3. Con unico articolato motivo il ricorrente lamenta “nel merito: violazione e/o falsa applicazione, ex art. 360 c.p.c., n. 3, in relazione al D.Lgs. n. 25 del 2008, art. 32, comma 2, con particolare riferimento al mancato riconoscimento dell’autonoma rilevanza giuridica, ai fini del rilascio del permesso umanitario, alla condizione di estrema povertà dello straniero nel Paese d’origine, poichè tale condizione compromette in modo radicale il “raggiungimento degli standards minimi per un’esistenza dignitosa” alla luce delle enunciazioni di cui alla Sentenza della Corte di Cassazione n. 4455/2018″. Deduce che il Tribunale ha omesso di valutare, quanto alla condizione di sua vulnerabilità, il fattore della povertà, l’adeguata integrazione sociale in comparazione con la condizione di provenienza, avuto riguardo al diritto di condurre una vita dignitosa. Lamenta inoltre la mancata valutazione della situazione del Paese di origine sulla tutela dei diritti umani fondamentali, in violazione dell’obbligo di cooperazione istruttoria.

4. Occorre premettere, con riguardo alla disciplina applicabile ratione temporis in tema di protezione umanitaria, che la domanda di riconoscimento del permesso di soggiorno per motivi umanitari presentata, come nella specie, prima dell’entrata in vigore (5/10/2018) della normativa introdotta con il D.L. n. 113 del 2018, convertito nella L. n. 132 del 2018, deve essere scrutinata sulla base della normativa esistente al momento della sua presentazione (Cass.
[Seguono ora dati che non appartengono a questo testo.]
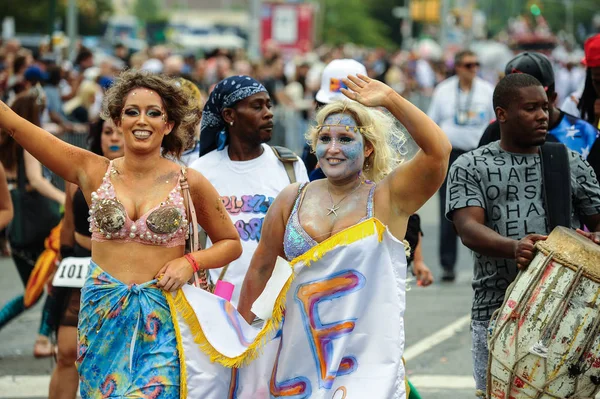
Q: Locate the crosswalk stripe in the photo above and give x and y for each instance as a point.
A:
(24, 386)
(429, 342)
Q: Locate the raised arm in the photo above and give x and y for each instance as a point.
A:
(412, 183)
(213, 218)
(69, 162)
(35, 176)
(6, 208)
(269, 248)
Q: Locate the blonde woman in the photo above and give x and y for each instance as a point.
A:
(343, 237)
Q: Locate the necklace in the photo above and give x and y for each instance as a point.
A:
(335, 207)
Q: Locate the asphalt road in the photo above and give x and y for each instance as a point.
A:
(437, 331)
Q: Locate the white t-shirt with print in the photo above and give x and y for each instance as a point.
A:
(247, 189)
(463, 122)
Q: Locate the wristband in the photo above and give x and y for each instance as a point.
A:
(192, 262)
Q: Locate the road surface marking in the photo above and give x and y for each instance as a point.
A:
(435, 339)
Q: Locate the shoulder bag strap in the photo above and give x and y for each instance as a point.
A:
(556, 178)
(192, 244)
(21, 172)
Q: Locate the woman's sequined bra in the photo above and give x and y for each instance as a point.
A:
(164, 225)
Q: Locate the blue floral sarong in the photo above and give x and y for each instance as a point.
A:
(127, 346)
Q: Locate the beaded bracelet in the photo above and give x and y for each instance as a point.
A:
(192, 262)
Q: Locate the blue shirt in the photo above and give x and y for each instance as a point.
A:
(575, 133)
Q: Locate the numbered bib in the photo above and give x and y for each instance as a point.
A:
(71, 272)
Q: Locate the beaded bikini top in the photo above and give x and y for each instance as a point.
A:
(164, 225)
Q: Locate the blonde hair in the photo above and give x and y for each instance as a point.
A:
(377, 127)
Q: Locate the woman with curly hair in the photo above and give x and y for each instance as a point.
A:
(138, 219)
(343, 238)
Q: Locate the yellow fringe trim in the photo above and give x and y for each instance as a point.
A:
(182, 367)
(345, 237)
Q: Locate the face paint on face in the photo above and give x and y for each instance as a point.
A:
(340, 150)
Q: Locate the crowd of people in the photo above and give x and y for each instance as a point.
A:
(147, 142)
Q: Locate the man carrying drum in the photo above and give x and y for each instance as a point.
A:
(505, 196)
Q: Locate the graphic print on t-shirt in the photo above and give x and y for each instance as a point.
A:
(256, 204)
(509, 188)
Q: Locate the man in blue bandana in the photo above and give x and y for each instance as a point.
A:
(248, 174)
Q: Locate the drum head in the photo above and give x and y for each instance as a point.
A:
(573, 250)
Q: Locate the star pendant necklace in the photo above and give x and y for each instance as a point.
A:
(335, 207)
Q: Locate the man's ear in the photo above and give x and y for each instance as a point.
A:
(501, 115)
(228, 115)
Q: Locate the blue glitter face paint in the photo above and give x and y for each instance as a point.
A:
(340, 150)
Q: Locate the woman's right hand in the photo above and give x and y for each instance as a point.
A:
(174, 274)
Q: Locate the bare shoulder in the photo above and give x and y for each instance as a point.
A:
(91, 177)
(195, 178)
(288, 195)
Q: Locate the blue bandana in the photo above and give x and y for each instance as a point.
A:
(226, 94)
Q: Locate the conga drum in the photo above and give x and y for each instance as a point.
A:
(545, 342)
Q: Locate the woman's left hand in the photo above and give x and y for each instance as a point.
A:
(422, 273)
(174, 274)
(367, 91)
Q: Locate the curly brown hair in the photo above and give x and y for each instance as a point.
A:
(181, 109)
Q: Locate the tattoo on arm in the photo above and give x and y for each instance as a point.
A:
(219, 207)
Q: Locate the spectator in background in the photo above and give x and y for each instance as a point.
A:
(78, 108)
(84, 60)
(462, 106)
(122, 52)
(53, 118)
(586, 104)
(189, 62)
(26, 249)
(573, 132)
(173, 66)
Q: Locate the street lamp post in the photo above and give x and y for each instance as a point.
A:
(72, 27)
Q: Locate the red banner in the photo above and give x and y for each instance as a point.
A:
(288, 25)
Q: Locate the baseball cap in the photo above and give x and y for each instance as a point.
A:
(35, 74)
(534, 64)
(591, 48)
(331, 79)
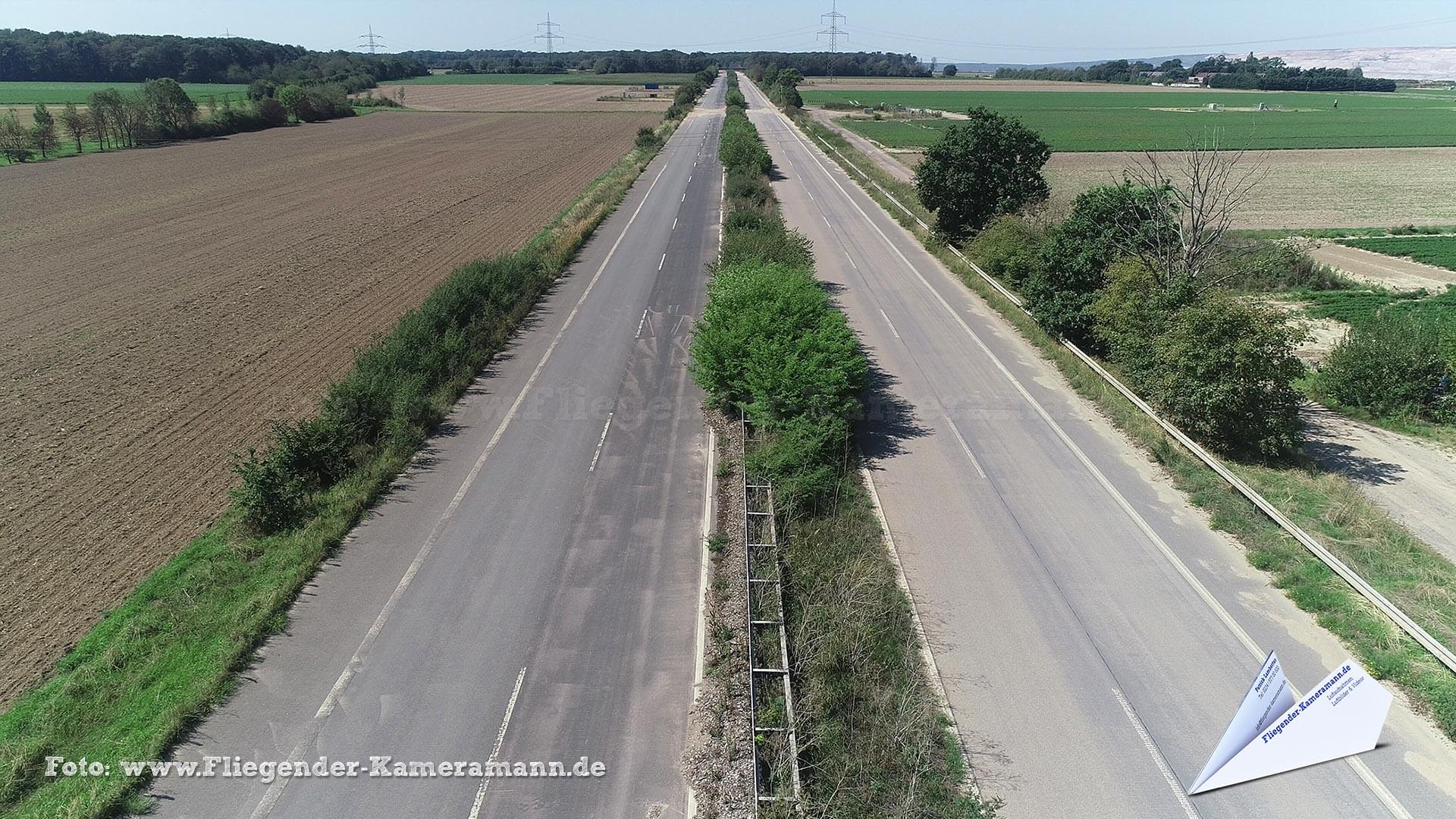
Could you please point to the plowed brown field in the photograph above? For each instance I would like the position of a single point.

S.U. n. 29459/2019).

5. Passando all’esame della censura, il motivo è inammissibile.

5.1. Il ricorrente neppure si confronta con il percorso argomentativo di cui al decreto impugnato, limitandosi a dedurre genericamente la violazione di norme di legge, attraverso il richiamo alle disposizioni che assume disattese e tramite una ricostruzione della fattispecie concreta, quanto alla dedotta sua situazione di vulnerabilità, peraltro allegata senza riferimenti individualizzanti, difforme da quella accertata nel giudizio di merito.

Il Tribunale ha, motivatamente, escluso ogni profilo soggettivo di vulnerabilità del richiedente, affermando che non era stata prodotta alcuna certificazione medica in merito allo stato di salute del cittadino straniero, da considerarsi migrante economico, e alla sua fragilità psichica, allegata negli atti difensivi, ed ha altresì escluso la sussistenza di fattori oggettivi di vulnerabilità.
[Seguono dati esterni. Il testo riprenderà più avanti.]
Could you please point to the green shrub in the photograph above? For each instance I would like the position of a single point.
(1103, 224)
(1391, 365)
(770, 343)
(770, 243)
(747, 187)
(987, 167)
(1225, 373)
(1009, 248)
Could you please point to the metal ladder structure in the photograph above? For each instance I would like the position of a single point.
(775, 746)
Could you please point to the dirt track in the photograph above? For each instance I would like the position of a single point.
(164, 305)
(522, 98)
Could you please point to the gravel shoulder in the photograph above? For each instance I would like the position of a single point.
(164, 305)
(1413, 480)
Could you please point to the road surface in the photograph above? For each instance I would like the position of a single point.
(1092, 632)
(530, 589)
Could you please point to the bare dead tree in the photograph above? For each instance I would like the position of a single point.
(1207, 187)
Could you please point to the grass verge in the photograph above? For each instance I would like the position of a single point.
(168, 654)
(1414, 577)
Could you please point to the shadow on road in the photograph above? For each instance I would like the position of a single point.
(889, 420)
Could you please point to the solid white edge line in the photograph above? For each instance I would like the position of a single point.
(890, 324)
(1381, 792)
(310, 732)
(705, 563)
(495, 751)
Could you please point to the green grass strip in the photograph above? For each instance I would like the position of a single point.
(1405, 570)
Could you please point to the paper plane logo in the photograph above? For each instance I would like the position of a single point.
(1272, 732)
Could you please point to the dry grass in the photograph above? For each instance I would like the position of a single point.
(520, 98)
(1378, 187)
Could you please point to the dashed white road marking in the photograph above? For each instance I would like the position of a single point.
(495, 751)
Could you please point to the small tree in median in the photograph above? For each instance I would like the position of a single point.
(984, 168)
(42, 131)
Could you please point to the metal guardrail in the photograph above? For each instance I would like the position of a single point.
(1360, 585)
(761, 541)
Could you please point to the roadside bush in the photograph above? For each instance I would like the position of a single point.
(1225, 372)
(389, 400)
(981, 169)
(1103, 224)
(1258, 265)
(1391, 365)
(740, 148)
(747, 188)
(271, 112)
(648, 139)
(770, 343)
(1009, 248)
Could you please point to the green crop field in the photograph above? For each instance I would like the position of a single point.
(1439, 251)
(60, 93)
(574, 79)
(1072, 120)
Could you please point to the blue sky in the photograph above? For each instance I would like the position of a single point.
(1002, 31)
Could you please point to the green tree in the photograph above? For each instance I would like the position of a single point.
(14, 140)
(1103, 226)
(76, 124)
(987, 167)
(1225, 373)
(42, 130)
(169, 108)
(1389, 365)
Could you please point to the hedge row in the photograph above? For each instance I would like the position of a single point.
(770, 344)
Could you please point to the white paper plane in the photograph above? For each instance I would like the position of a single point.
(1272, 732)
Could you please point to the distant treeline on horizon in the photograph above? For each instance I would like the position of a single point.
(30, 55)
Il fattore di integrazione lavorativa e sociale in Italia non può essere isolatamente considerato (Cass. S.U. n. 29459/2019 citata, in conformità a Cass. n. 4455/2018 richiamata nella sentenza impugnata) e diventa recessivo se difetta la vulnerabilità, come nella specie.

6. Nulla deve disporsi circa le spese del giudizio di legittimità, stante la mancata costituzione del Ministero.

7. Ai sensi del D.P.R. n. 115 del 2002, art. 13, comma 1 quater, deve darsi atto della sussistenza dei presupposti processuali per il versamento, da parte del ricorrente, di un ulteriore importo a titolo di contributo unificato pari a quello previsto per il ricorso per cassazione, a norma dello stesso art. 13, comma 1-bis, ove dovuto (Cass. n. 23535/2019).

PQM

La Corte dichiara inammissibile il ricorso.

Ai sensi del D.P.R. n. 115 del 2002, art. 13, comma 1 quater, dà atto della sussistenza dei presupposti processuali per il versamento, da parte del ricorrente, di un ulteriore importo a titolo di contributo unificato pari a quello previsto per il ricorso per cassazione, a norma dello stesso art. 13, comma 1-bis, ove dovuto.

Così deciso in Roma, il 19 dicembre 2019.